Study of Lisdexamfetamine Sulfate to Treat Cognitive Dysfunction in Multiple Sclerosis

Inclusion Criteria:

Males/Females who are ≥ 18 years old and < 55 years old and are capable of understanding and complying with the protocol, including speaking and writing fluent English and having at least a 9th grade education.
Have a diagnosis of either Relapsing Remitting or Secondary Progressive MS, as per revised McDonald's Criteria (68).
Have not received steroids in last thirty (30) days or a relapse in the last ninety (90) days, and whose MS is considered stable.
Presence of cognitive dysfunction characterized by slowed processing speed as indicated by a score of -1.5 SD below age/education matched norms on the SDMT or the PASAT.
An Expanded Disability Status Scale (EDSS) of ≤ 6.5
Have given written informed consent prior to any study-related procedure not part of normal medical care, with the understanding that consent may be withdrawn by the subject at any time without prejudice to his/her future medical care.
Are capable of performing the requirements of a NP test battery including at least 20/70 near visual acuity by near vision chart, with correction allowed.
If female, must neither be pregnant nor breast-feeding and must either (a) be > 12 months post-menopausal or surgically sterilized, or (b) agree to use an acceptable method of birth control for the duration of the study.

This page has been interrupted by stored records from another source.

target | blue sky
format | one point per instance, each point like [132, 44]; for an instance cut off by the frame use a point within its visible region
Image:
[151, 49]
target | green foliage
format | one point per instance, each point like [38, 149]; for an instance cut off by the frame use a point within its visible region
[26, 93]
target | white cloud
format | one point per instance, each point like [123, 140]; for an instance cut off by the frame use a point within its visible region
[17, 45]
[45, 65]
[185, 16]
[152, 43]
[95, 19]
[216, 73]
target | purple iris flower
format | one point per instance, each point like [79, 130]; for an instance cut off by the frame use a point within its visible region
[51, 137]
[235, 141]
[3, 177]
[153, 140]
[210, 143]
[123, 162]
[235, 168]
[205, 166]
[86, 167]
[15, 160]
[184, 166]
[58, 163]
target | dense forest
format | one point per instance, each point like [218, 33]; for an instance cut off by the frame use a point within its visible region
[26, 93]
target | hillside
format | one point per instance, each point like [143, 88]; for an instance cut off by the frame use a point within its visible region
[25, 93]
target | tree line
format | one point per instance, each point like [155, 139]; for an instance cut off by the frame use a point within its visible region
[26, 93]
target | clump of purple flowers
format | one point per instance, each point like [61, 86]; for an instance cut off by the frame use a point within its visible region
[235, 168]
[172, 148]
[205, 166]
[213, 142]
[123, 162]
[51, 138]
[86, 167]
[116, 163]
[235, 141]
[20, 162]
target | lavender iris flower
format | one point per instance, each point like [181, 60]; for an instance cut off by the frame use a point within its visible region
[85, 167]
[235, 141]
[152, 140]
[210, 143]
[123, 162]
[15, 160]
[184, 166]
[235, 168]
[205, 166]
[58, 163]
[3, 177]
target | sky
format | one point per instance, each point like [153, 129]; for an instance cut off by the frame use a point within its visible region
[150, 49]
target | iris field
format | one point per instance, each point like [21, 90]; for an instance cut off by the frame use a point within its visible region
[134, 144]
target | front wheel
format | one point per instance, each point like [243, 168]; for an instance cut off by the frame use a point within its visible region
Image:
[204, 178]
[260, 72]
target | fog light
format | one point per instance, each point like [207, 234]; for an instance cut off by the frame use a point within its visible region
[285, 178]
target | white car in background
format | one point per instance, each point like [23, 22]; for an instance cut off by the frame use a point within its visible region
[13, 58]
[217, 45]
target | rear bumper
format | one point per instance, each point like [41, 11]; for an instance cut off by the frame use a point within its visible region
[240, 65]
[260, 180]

Abstinence will not be considered an acceptable method of birth control.

Exclusion Criteria:

Have cognitive deficits caused by concomitant medication usage or other significant neurological/psychological disease e.g. Alzheimer's disease, Parkinson's disease, stroke, transient ischemic attack, Vascular Dementia, Huntington's disease, traumatic brain injury or chronic CNS infection
Have evidence of other medical cause(s) of cognitive impairment
Have evidence of major depression as determined by a positive BDIFS and clinician interview
Have uncontrolled or labile hypertension, tachycardia, cardiovascular or cerebrovascular disease
Have demonstrated a hypersensitivity to amphetamines in the past

The following concomitant medications are not permitted to be used within 28 days of enrollment or during the study

Monoamine Oxidase Inhibitors
Inhaled Beta2-agonists
Sympathomimetics
Antipsychotic agents
Modafinil
Tricyclic Antidepressants
Anticonvulsants other than gabapentin and pregabalin

The following medications are permitted if the patient has been on a stable dose for ≥ 6 weeks:

Short acting benzodiazepines, qhs administration only
Gabapentin and pregabalin Cholinesterase inhibitors other than donepezil, galantamine, and rivastigmine
Memantine
Anti-spasmodics
Selective serotonin reuptake inhibitors and serotonin-norepinephrine reuptake inhibitors.